Santiago Montero es un personaje anómalo en el panorama empresarial catalán: se preocupa por los asuntos públicos. Está convencido de que si lo público cojea, toda la economía descarrila. Hoy, ya retirado, se dedica a ampliar sus estudios sobre tres cuestiones que le han apasionado durante años: el sistema ferroviario y el aeroportuario, en primer lugar, y últimamente la corrupción. La pública y la privada, porque piensa que detrás de un funcionario corrompido acostumbra a haber un empresario corruptor. Esta misma semana ha organizado una tertulia sobre la corrupción en el Ateneo Barcelonés. En su intervención analizó las raíces de la corrupción, prescindiendo de tecnicismos jurídicos, para concluir que en Cataluña los casos detectados muestran que falló todo, desde los medios de comunicación, que callaron durante años, a los mecanismos de control, empezando por la Generalitat. Una Generalitat que se hizo a la medida de Convergència, prescindiendo de las necesidades y posibilidades que se abrían en aquellos años.

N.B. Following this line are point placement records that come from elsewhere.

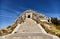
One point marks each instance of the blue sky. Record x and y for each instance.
(11, 9)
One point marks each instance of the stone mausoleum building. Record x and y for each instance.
(28, 28)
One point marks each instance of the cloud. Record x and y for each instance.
(8, 16)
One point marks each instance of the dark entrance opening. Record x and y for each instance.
(28, 16)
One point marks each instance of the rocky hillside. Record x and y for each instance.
(49, 27)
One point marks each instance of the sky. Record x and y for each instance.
(11, 9)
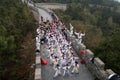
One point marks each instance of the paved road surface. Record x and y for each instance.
(48, 71)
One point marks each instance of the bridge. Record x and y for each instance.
(91, 70)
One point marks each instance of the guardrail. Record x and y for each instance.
(97, 67)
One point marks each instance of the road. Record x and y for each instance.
(47, 72)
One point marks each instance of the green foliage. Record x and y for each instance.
(101, 23)
(15, 22)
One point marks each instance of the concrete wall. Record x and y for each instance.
(96, 68)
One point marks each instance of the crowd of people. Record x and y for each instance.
(59, 49)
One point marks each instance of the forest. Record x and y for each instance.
(100, 20)
(16, 21)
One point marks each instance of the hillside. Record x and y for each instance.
(100, 20)
(17, 25)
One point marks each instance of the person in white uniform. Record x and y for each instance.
(57, 70)
(79, 36)
(71, 30)
(66, 70)
(75, 67)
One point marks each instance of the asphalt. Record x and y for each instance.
(47, 71)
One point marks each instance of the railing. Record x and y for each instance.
(97, 68)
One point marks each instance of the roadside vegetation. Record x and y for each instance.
(16, 22)
(100, 20)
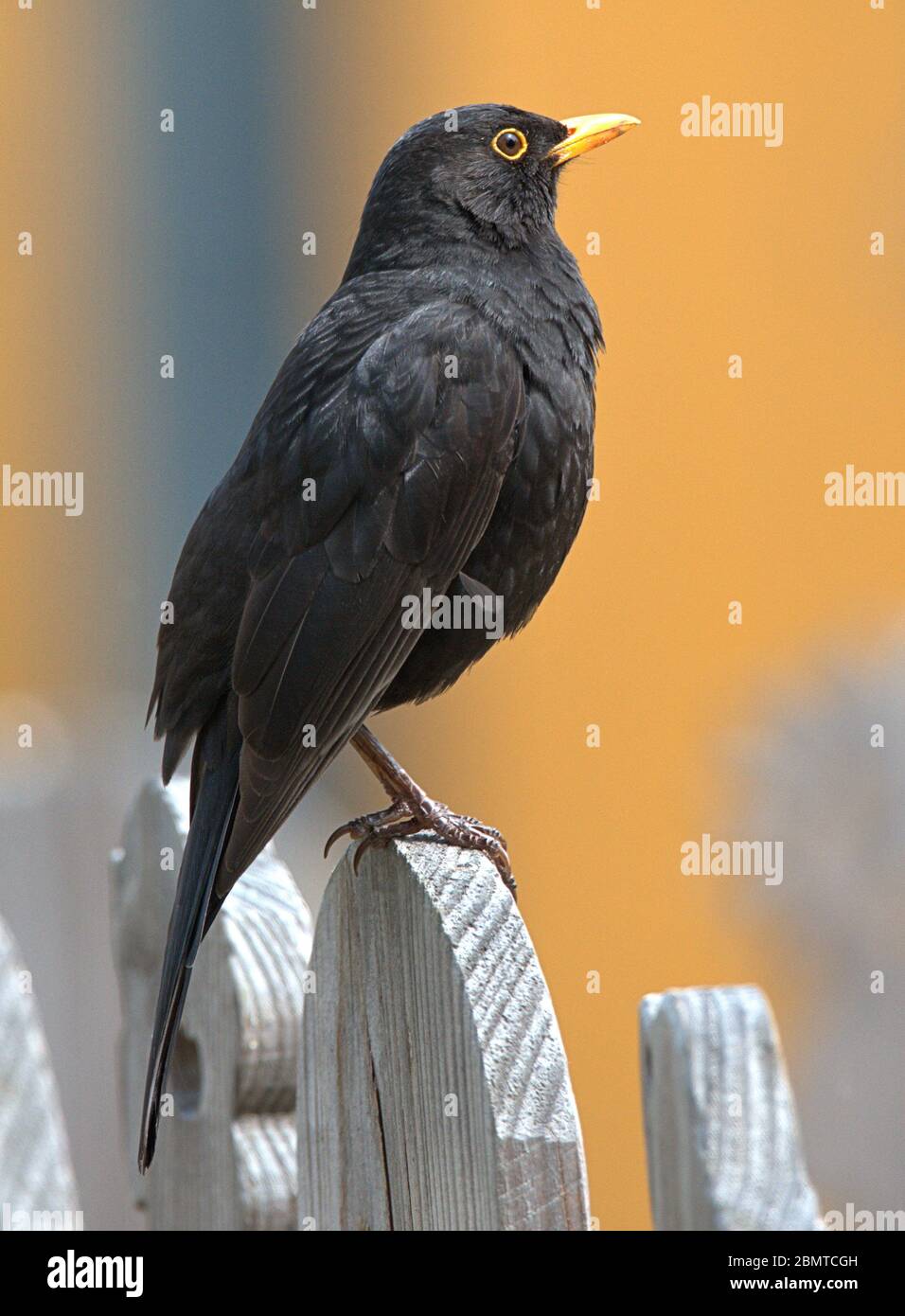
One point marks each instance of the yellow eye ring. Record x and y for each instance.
(510, 144)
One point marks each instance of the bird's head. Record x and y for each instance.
(479, 170)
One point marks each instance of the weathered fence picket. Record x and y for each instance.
(433, 1092)
(37, 1187)
(425, 1076)
(722, 1136)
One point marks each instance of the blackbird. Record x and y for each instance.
(429, 436)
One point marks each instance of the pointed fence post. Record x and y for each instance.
(433, 1090)
(723, 1150)
(37, 1186)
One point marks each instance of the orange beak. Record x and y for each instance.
(590, 131)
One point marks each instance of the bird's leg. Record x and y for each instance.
(412, 809)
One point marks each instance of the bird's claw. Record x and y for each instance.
(407, 817)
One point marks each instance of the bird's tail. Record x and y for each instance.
(215, 795)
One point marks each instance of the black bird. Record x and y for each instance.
(431, 431)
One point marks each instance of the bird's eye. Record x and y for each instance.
(510, 144)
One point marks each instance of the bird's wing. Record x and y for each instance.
(407, 458)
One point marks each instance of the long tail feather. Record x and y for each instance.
(215, 800)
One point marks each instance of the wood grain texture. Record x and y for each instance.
(723, 1149)
(435, 1090)
(36, 1173)
(226, 1158)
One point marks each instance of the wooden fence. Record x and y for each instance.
(402, 1069)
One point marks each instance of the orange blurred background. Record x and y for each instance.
(712, 489)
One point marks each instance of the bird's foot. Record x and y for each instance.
(417, 812)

Así lo explicaba: el nacionalismo catalán (que durante el franquismo se había financiado gracias en parte a aportaciones voluntarias de algunos bancos y amigos de las empresas catalanas) “se ofuscó” y “la crisis de 1980-84 destruyó el viejo sistema”, alterando el proceso de aportación de recursos, de modo que éstos “se escaparon de las manos del líder y terminaron de la manera más chapucera en manos de su propia familia”.

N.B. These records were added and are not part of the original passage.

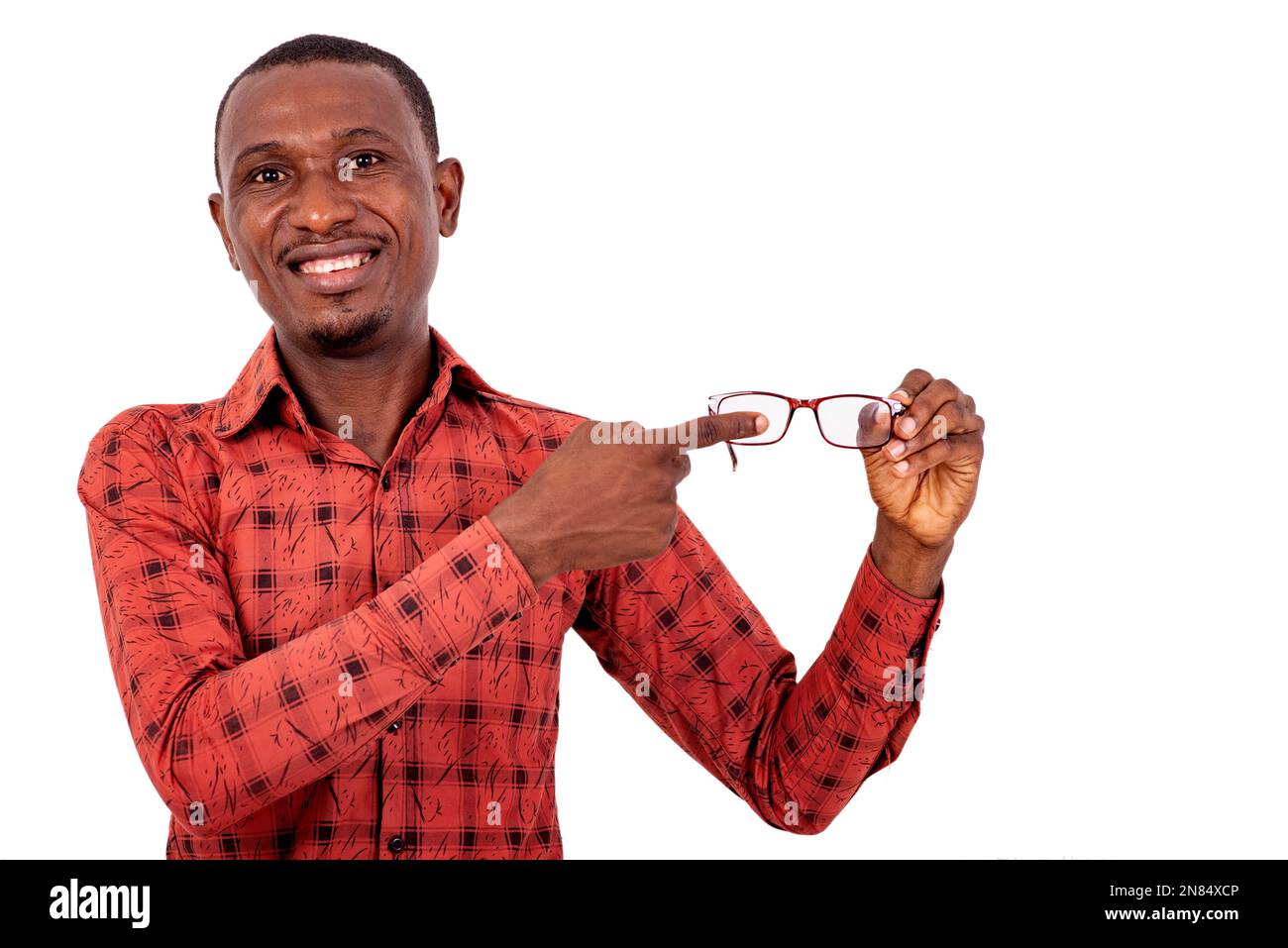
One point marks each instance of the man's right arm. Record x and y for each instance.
(223, 736)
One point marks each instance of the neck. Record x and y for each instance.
(377, 389)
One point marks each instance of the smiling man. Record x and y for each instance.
(335, 597)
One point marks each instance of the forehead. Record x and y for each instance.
(300, 106)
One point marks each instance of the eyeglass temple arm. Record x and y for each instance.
(711, 410)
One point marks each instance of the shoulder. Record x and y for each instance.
(524, 415)
(147, 437)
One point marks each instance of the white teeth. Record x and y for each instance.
(335, 263)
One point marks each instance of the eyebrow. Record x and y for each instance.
(338, 134)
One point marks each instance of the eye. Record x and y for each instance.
(266, 175)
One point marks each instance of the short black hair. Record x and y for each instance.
(336, 50)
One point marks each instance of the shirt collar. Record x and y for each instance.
(263, 373)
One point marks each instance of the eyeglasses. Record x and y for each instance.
(845, 421)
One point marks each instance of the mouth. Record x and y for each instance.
(338, 273)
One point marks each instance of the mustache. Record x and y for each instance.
(377, 239)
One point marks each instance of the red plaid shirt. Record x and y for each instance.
(322, 657)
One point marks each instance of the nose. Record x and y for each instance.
(321, 201)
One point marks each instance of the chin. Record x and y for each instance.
(348, 330)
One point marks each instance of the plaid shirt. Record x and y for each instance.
(322, 657)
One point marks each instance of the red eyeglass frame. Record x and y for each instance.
(897, 408)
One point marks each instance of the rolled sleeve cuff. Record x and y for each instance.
(455, 599)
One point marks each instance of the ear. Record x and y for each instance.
(449, 181)
(217, 213)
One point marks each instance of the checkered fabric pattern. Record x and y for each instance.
(320, 657)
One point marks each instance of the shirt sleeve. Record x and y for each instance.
(682, 638)
(220, 734)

El resultado fue que la acción corruptora acabó devorando al conjunto de la sociedad catalana, sobre todo porque se percibía una notable impunidad entre los corruptos.
La corrupción es histórica, aunque con diversos grados, según los territorios y las leyes, pero en el caso catalán, el último gran impulso se produce durante la guerra civil (que algunos historiadores sostienen que no termina en 1939 sino que se prolonga hasta 1952, al menos en lo que al comportamiento del bando vencedor se refiere).
Los partidos se empeñan, en general, en sostener que la corrupción es un elemento excepcional en la vida cotidiana. No lo cree así Montero, ni tampoco el catedrático de la Pompeu Fabra, Carles Ramió.
La tertulia de Montero es su segunda intervención pública alertando directamente del fenómeno de la corrupción. La primera se produjo hace un par de años, coincidiendo con la publicación de un libro de Ramió cuyo título es un claro incentivo para no leerlo: La renovación de la función pública. De no ser por eso, este volumen hubiera sido un best seller, porque es una mina de datos sobre el latrocinio institucionalizado. Lo anuncia en el subtítulo: Estrategias para frenar la corrupción política en España, pero ¿quién lee los subtítulos?
He aquí algunas de las cifras que ofrece: La contratación pública en España oscila en torno a los 194.000 millones de euros (18,5% del PIB) y los sobrecostes que genera suponen unos 48.000 millones. Añádase el fraude estimado por los inspectores de Hacienda, que asciende a 79.000 millones de euros anuales. El resultado es que el fraude reduce los ingresos del Estado en unos 127.000 millones anuales. Con este dinero no hubiera habido que hacer ni un solo recorte sanitario ni en educación ni en tantos otros frentes.
El reparto de los 48.000 millones que los empresarios ingresan por sobrecostes no justificados en las obras se destina a pagar las comisiones que financian ilegalmente a los partidos políticos, sugiere Ramió, y confirma Montero. Pero ese dinero no se reparte de forma equitativa. Ramió sugiere que las mordidas para los partidos no superan los 2.000 millones y que el empresariado corruptor se queda directamente con los 46.000 millones restantes.
El resultado de este desbarajuste es el anclaje en el subdesarrollo tecnológico de las empresas catalanas y españolas, porque hoy por hoy es más rentable invertir en corromper que en innovar y abaratar costes.
Y para que no sólo los empresarios (algunos, no todos) queden como los malos, vale la pena citar un caso de corrupción (legal) de baja intensidad, citado en el libro. Un señor diputado, aprovechando que sus señorías no pagan en el tren, viajaba cada mediodía en el AVE entre Madrid y Ciudad Real. Iba y venía y aprovechaba que en preferente la comida está incluida para ahorrarse ese gasto. Quizás sea un abuso del lenguaje, pero esta miseria sólo se le puede ocurrir a un miserable.